Donnez, je vous prie, quelque marque de confiance à Bombelles ; il vous est très-dévoué et craint que vous n'ayez pas assez de confiance en lui, quoique je l'assure du contraire ; mais il s'aperçoit que je ne lui dis pas tout.
Je compte beaucoup sur le zèle du Salon français et je ne doute pas qu'il entreprenne quelque chose de grand et ne fournisse de l'argent, en outre. Mais prenez bien garde à la sûreté des correspondances. M. Tissard est parti ! Je voudrais bien le savoir revenu, et je crains bien qu'on ne l'arrête. Il est parti du 27, avec Mme de C... Il est aussi sûr, mais moins prudent que celui qui m'a apporté votre paquet. Il se fera tuer plutôt que de lâcher ce que vous lui avez confié ; mais il ne serait ni aussi fort ni aussi leste que l'autre pour se défendre ou se sauver.



Note :
Montlosier ( Mémoires,  tome II page 309 ) rapporte que la réunion monarchique appelée le Salon français dut son origine aux dîners qui avaient lieu au Palais Royal, chez le restaurateur Masse, et auxquels assistaient assidûment le vicomte de Mirabeau et plusieurs membres du côté droit de l'Assemblée Nationale.  Le nombre des convives permanents ayant augmenté, on songea à donner à ces réunions une consistance plus régulière et on loua chez ce même Masse, au Palais Royal, une partie de son appartement.  Ensuite le Salon français se transporta aux Capucins et de là dans le voisinage d'un marché ( ? ).
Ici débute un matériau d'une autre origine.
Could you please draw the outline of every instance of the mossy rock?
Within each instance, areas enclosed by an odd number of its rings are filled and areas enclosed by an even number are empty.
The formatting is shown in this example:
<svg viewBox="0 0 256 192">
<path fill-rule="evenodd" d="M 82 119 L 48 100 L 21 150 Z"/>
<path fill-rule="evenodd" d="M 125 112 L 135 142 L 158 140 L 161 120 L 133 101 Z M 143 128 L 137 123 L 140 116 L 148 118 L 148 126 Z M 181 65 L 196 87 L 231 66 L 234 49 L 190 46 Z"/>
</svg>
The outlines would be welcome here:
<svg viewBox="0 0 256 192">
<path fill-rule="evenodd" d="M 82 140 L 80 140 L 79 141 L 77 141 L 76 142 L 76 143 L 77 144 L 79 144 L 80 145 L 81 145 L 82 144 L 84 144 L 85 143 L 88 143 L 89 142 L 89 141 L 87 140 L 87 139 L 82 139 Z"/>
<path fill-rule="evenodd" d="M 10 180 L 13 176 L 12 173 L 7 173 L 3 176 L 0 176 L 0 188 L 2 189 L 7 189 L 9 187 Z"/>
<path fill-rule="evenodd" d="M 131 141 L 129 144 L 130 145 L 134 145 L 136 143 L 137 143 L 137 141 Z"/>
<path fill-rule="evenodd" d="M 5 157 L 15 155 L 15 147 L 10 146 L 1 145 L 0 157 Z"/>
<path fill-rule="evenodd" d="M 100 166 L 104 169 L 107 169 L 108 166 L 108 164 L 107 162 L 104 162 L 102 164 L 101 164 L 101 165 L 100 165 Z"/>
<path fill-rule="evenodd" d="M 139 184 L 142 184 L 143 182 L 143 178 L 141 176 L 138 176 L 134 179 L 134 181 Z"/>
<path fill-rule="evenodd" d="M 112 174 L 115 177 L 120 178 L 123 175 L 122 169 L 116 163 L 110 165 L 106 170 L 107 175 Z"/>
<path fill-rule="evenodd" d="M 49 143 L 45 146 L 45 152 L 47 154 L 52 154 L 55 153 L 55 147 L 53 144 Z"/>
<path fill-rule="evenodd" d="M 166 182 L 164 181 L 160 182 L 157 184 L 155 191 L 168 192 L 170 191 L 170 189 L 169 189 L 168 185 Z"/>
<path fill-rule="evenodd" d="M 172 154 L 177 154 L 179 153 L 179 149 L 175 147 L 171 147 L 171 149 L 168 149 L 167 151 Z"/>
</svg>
D'autre part, l'avocat Lavaux, auteur d'une brochure anonyme intitulée  " Les campagnes d'un avocat, ou Anecdotes pour servir à l'histoire de la Révolution " ( Paris Panckouke )  s'attribue, ce qui n'est guère vraisemblable, la fondation du Salon français . Il dit que les rassemblements spontanés de royalistes qui se formaient chez Gatey, libraire au Palais Royal, lui en fournirent le fonds; que le Salon français s'établit d'abord dans un vaste appartement au second étage et qu'il ne s'est dissous que par l'émigration d'environ 600 sociétaires qui le composaient.
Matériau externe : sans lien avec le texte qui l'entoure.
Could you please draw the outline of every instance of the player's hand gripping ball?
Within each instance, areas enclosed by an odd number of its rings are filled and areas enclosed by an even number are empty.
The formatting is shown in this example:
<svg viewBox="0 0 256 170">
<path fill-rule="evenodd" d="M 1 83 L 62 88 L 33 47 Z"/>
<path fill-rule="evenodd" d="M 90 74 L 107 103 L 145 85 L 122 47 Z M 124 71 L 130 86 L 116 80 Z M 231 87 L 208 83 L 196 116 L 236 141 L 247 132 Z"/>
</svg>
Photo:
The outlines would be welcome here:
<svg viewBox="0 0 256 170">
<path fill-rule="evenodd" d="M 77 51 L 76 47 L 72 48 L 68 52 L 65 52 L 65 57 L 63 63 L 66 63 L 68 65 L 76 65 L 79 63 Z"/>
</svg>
Quoi qu'il en soit, en 1790, le Salon français était constitué régulièrement, selon toutes les formes du temps.   Sa principale préoccupation, à ce moment, était de sauver la famille royale . L'abbé Guyon écrit à ce sujet :
"Une société de zélés royalistes du haut rang, formée à Paris, sous le titre de Salon français, possédait trois hommes capables de concevoir un bon projet pour remplir les intentions du roi.   Ces hommes étaient M. le chevalier des Pommelles, M. de Jarjayes et M. le marquis de Chaponnay, de l'une des plus anciennes et remarquables familles du Lyonnais.   Le premier d'entre eux rédigea le plan, après l'avoir concerté avec les deux autres, et ce plan fut porté vers la fin de 1790 par M. le marquis de Laqueille et M. de Sabran, évêque de Laon, à Mme Elisabeth qui le goûta fort et le remit au roi.  "

Il faut conclure de ce récit, ainsi que de cette lettre de M. de Vaudreuil , que les membres du Salon français continuaient à se réunir, malgré la dissolution officielle de leur association au mois de mai 1790.


( Léonce Pingaud, Correspondance des comtes d'Artois et de Vaudreuil )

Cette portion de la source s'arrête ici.